2.2.2. Connectionist models

A number of researchers have proposed connectionist models of word segmentation, generally using the Simple Recurrent Network first defined in Elman (1990). Work in this line has illustrated a number of important theoretical points, such as learnability of segmentation from distributional information (Aslin et al., 1996) and the additional leverage gained by combining multiple cues (Christiansen et al., 1998). These results do not directly bear on the nature of the representations or computations that humans bring to bear in word segmentation, in part because of the well-known difficulty of interpreting connection weights and hidden unit activations (Elman, 1990)—typically it is unclear how the network solved the problem.

2.2.3. Joint-optimization approaches

Some have formulated word segmentation and word learning as joint-optimization problems, in which related problems can be solved jointly by defining a single optimal solution (e.g., Blanchard & Heinz, 2008; Brent & Cartwright, 1996; Goldwater, Griffiths, & Johnson, 2009). As shown in Goldwater (2006), extant approaches have a natural Bayesian formulation in which “solutions” are segmentations of the input, and the optimum is defined as the solution with maximum a posteriori probability, calculated from a prior on the segmentation-induced lexicon.

To illustrate the core ideas, consider two minimally different orthographic segmentations5 of the sentence The dog chased the cat. Each segmentation induces a lexicon, operationalized as a list of word types and associated frequencies (Table 1).

Table 1.  Segmentation in joint-optimization models
Induced lexicon

Crucially, the induced lexicons differ in the number of words and their frequencies. It is these differences which cause joint-optimization models to prefer one solution over another. For example, “minimum description length” prefers solution (1a) to (1b) because it uses fewer words to explain the observed corpus (Brent & Cartwright, 1996). The “Chinese Restaurant Process” prior of Goldwater (2006) would also prefer (1a) to (1b), because it exhibits a Zipfian frequency distribution in which a few words occur repeatedly (in this case, the) and many elements occur only rarely (Baayen, 2001).

While some joint-optimization models adopt an ideal-observer approach, in which the goal is to draw inferences about the cognitive properties of the learner from the optimal solution (e.g., Goldwater, 2006), other models claim to model human cognitive processes (Brent, 1999; Blanchard & Heinz, 2008). The current generation of such models assumes a one-to-one relationship between input segmentation and the learner’s lexicon, so positing a word boundary automatically entails incrementing the frequency in the lexicon of the words on either side. These models bear on the crucial assumption of this paper that word segmentation is in part a prelexical process, because they instantiate the alternative hypothesis that word segmentation, word recognition, and word learning are part of the same act and are driven by word frequency distributions.

2.3. Motivation for a phonotactic approach

While the joint-optimization approach is highly illuminating, we argue that current-generation models do not solve the segmentation task in the same way that infants do.

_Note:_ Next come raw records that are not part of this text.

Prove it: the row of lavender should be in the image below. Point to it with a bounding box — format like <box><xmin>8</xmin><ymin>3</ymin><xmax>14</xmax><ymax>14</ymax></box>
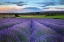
<box><xmin>0</xmin><ymin>18</ymin><xmax>29</xmax><ymax>30</ymax></box>
<box><xmin>0</xmin><ymin>19</ymin><xmax>64</xmax><ymax>42</ymax></box>
<box><xmin>35</xmin><ymin>19</ymin><xmax>64</xmax><ymax>36</ymax></box>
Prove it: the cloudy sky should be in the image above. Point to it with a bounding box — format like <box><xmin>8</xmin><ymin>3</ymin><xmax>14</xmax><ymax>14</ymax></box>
<box><xmin>0</xmin><ymin>0</ymin><xmax>64</xmax><ymax>13</ymax></box>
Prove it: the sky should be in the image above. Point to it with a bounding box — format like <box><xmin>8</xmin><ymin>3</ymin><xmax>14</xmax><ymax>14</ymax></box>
<box><xmin>0</xmin><ymin>0</ymin><xmax>64</xmax><ymax>13</ymax></box>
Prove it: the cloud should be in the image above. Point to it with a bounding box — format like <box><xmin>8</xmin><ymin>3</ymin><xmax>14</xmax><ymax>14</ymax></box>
<box><xmin>0</xmin><ymin>7</ymin><xmax>42</xmax><ymax>13</ymax></box>
<box><xmin>6</xmin><ymin>1</ymin><xmax>27</xmax><ymax>6</ymax></box>
<box><xmin>0</xmin><ymin>1</ymin><xmax>27</xmax><ymax>6</ymax></box>
<box><xmin>59</xmin><ymin>0</ymin><xmax>64</xmax><ymax>5</ymax></box>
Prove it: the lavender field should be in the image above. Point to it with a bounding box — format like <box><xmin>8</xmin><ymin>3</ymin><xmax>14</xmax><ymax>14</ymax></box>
<box><xmin>0</xmin><ymin>18</ymin><xmax>64</xmax><ymax>42</ymax></box>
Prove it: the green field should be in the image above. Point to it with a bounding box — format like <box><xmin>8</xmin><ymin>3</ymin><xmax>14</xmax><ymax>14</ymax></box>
<box><xmin>19</xmin><ymin>15</ymin><xmax>64</xmax><ymax>19</ymax></box>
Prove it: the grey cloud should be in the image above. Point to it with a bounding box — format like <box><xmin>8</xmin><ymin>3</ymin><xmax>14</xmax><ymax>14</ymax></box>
<box><xmin>6</xmin><ymin>1</ymin><xmax>27</xmax><ymax>6</ymax></box>
<box><xmin>59</xmin><ymin>0</ymin><xmax>64</xmax><ymax>5</ymax></box>
<box><xmin>37</xmin><ymin>2</ymin><xmax>56</xmax><ymax>7</ymax></box>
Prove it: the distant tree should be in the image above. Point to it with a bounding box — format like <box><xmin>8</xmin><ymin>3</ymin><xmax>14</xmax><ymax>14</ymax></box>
<box><xmin>15</xmin><ymin>14</ymin><xmax>19</xmax><ymax>17</ymax></box>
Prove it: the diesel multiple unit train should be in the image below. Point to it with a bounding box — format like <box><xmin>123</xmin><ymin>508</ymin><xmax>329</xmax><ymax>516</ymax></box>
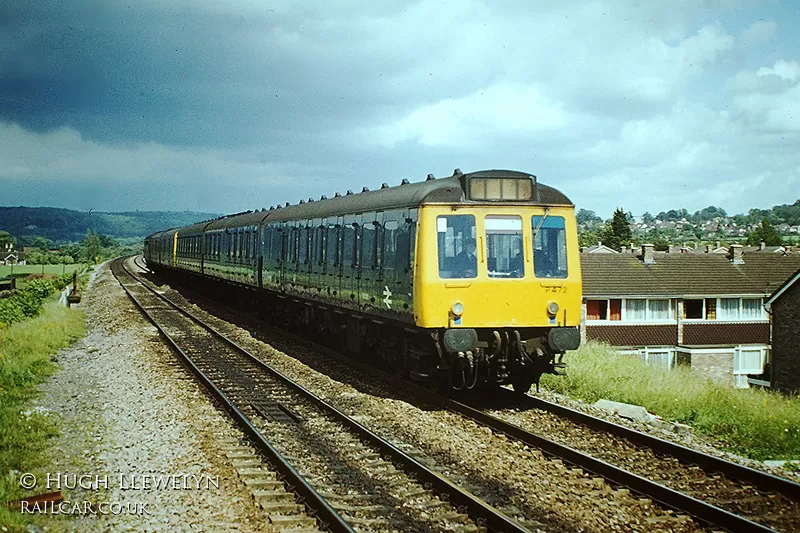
<box><xmin>145</xmin><ymin>169</ymin><xmax>581</xmax><ymax>391</ymax></box>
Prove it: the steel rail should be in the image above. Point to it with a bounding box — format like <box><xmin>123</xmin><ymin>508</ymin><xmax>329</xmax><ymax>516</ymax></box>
<box><xmin>114</xmin><ymin>258</ymin><xmax>528</xmax><ymax>533</ymax></box>
<box><xmin>112</xmin><ymin>259</ymin><xmax>355</xmax><ymax>533</ymax></box>
<box><xmin>131</xmin><ymin>256</ymin><xmax>796</xmax><ymax>533</ymax></box>
<box><xmin>447</xmin><ymin>400</ymin><xmax>775</xmax><ymax>533</ymax></box>
<box><xmin>504</xmin><ymin>389</ymin><xmax>800</xmax><ymax>501</ymax></box>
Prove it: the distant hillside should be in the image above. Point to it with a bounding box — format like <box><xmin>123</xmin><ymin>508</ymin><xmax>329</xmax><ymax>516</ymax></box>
<box><xmin>0</xmin><ymin>207</ymin><xmax>218</xmax><ymax>243</ymax></box>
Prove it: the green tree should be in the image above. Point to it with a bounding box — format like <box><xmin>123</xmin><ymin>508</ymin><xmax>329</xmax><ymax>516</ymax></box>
<box><xmin>83</xmin><ymin>229</ymin><xmax>103</xmax><ymax>264</ymax></box>
<box><xmin>747</xmin><ymin>217</ymin><xmax>783</xmax><ymax>246</ymax></box>
<box><xmin>602</xmin><ymin>207</ymin><xmax>631</xmax><ymax>250</ymax></box>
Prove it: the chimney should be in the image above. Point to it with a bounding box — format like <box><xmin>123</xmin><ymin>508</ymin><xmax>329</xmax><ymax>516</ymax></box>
<box><xmin>728</xmin><ymin>244</ymin><xmax>744</xmax><ymax>265</ymax></box>
<box><xmin>642</xmin><ymin>244</ymin><xmax>656</xmax><ymax>265</ymax></box>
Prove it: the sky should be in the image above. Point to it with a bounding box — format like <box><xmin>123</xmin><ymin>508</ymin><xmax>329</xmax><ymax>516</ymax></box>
<box><xmin>0</xmin><ymin>0</ymin><xmax>800</xmax><ymax>218</ymax></box>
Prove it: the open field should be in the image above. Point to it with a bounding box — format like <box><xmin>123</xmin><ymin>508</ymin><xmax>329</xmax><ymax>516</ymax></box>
<box><xmin>542</xmin><ymin>342</ymin><xmax>800</xmax><ymax>460</ymax></box>
<box><xmin>0</xmin><ymin>263</ymin><xmax>86</xmax><ymax>278</ymax></box>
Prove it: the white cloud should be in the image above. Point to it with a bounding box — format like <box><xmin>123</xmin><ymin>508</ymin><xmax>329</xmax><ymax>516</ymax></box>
<box><xmin>756</xmin><ymin>59</ymin><xmax>800</xmax><ymax>81</ymax></box>
<box><xmin>739</xmin><ymin>20</ymin><xmax>778</xmax><ymax>47</ymax></box>
<box><xmin>364</xmin><ymin>84</ymin><xmax>570</xmax><ymax>148</ymax></box>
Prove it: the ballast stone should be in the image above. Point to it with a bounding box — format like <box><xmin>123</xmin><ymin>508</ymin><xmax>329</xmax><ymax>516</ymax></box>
<box><xmin>593</xmin><ymin>400</ymin><xmax>661</xmax><ymax>423</ymax></box>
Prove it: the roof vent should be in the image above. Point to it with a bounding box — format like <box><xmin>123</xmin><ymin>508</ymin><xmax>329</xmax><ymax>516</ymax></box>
<box><xmin>728</xmin><ymin>244</ymin><xmax>744</xmax><ymax>265</ymax></box>
<box><xmin>642</xmin><ymin>244</ymin><xmax>656</xmax><ymax>265</ymax></box>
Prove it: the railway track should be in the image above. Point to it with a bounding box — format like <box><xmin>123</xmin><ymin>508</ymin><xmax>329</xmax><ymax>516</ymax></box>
<box><xmin>130</xmin><ymin>255</ymin><xmax>800</xmax><ymax>532</ymax></box>
<box><xmin>112</xmin><ymin>260</ymin><xmax>539</xmax><ymax>532</ymax></box>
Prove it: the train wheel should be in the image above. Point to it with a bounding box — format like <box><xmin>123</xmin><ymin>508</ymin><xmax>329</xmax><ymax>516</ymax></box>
<box><xmin>511</xmin><ymin>378</ymin><xmax>533</xmax><ymax>396</ymax></box>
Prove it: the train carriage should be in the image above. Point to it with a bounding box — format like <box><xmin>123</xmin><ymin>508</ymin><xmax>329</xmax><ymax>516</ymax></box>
<box><xmin>146</xmin><ymin>170</ymin><xmax>581</xmax><ymax>390</ymax></box>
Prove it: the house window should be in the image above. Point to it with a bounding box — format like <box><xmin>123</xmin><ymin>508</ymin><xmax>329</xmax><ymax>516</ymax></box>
<box><xmin>717</xmin><ymin>298</ymin><xmax>739</xmax><ymax>320</ymax></box>
<box><xmin>586</xmin><ymin>300</ymin><xmax>608</xmax><ymax>320</ymax></box>
<box><xmin>733</xmin><ymin>346</ymin><xmax>767</xmax><ymax>388</ymax></box>
<box><xmin>586</xmin><ymin>300</ymin><xmax>622</xmax><ymax>320</ymax></box>
<box><xmin>625</xmin><ymin>300</ymin><xmax>647</xmax><ymax>322</ymax></box>
<box><xmin>625</xmin><ymin>298</ymin><xmax>672</xmax><ymax>322</ymax></box>
<box><xmin>683</xmin><ymin>300</ymin><xmax>704</xmax><ymax>318</ymax></box>
<box><xmin>742</xmin><ymin>298</ymin><xmax>761</xmax><ymax>319</ymax></box>
<box><xmin>717</xmin><ymin>298</ymin><xmax>765</xmax><ymax>320</ymax></box>
<box><xmin>647</xmin><ymin>299</ymin><xmax>672</xmax><ymax>320</ymax></box>
<box><xmin>640</xmin><ymin>348</ymin><xmax>676</xmax><ymax>370</ymax></box>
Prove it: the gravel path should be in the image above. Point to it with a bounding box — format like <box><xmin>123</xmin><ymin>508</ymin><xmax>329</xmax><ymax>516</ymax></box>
<box><xmin>32</xmin><ymin>265</ymin><xmax>270</xmax><ymax>532</ymax></box>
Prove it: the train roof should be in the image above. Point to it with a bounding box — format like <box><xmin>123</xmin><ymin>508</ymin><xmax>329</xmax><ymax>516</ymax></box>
<box><xmin>148</xmin><ymin>169</ymin><xmax>573</xmax><ymax>238</ymax></box>
<box><xmin>206</xmin><ymin>210</ymin><xmax>269</xmax><ymax>231</ymax></box>
<box><xmin>266</xmin><ymin>169</ymin><xmax>573</xmax><ymax>222</ymax></box>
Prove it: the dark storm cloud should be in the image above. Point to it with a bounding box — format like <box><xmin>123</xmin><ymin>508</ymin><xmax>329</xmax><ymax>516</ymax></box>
<box><xmin>0</xmin><ymin>0</ymin><xmax>800</xmax><ymax>213</ymax></box>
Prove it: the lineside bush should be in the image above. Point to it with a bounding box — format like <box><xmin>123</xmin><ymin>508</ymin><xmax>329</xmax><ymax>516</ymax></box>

Two issues motivate a phonotactic approach: infants’ use of phonotactic generalizations in segmentation and the complexity of word learning.

2.3.1. Phonotactic generalizations

A number of studies provide clear evidence that infants make use of phonotactic generalizations (not just lexical knowledge) for word segmentation. As early as 7.5 months of age, English-learning infants treat stressed syllables as word onsets, incorrectly segmenting TARis as a word from the sequence ...guiTAR is... (Jusczyk, Houston, et al., 1999)—a strategy that is highly appropriate for English owing to the fact that most English content words are stress-initial (Cutler & Carter, 1987). By 8 months of age, infants exhibit some familiarity with the segmental phonotactics of their language and use it for word segmentation (Friederici & Wessels, 1993; Jusczyk, Friederici, Wessels, Svenkerud, & Jusczyk, 1993; Jusczyk et al., 1994; Saffran et al., 1996).

Mattys and colleagues demonstrated that infants exploit diphone phonotactics specifically for word segmentation. Recall that many diphones are contextually restricted, occurring either within a word (e.g., [ba]), or across word boundaries (e.g., [pd]), but not both (Hockema, 2006). Mattys, Jusczyk, Luce, and Morgan (1999) exposed infants to CVC. CVC nonwords, finding that both stress and the medial C.C cluster affected infants’ preferences. Then, Mattys and Jusczyk (2001) showed that infants use this diphone cue to segment novel words from an unfamiliar, phrase-medial context.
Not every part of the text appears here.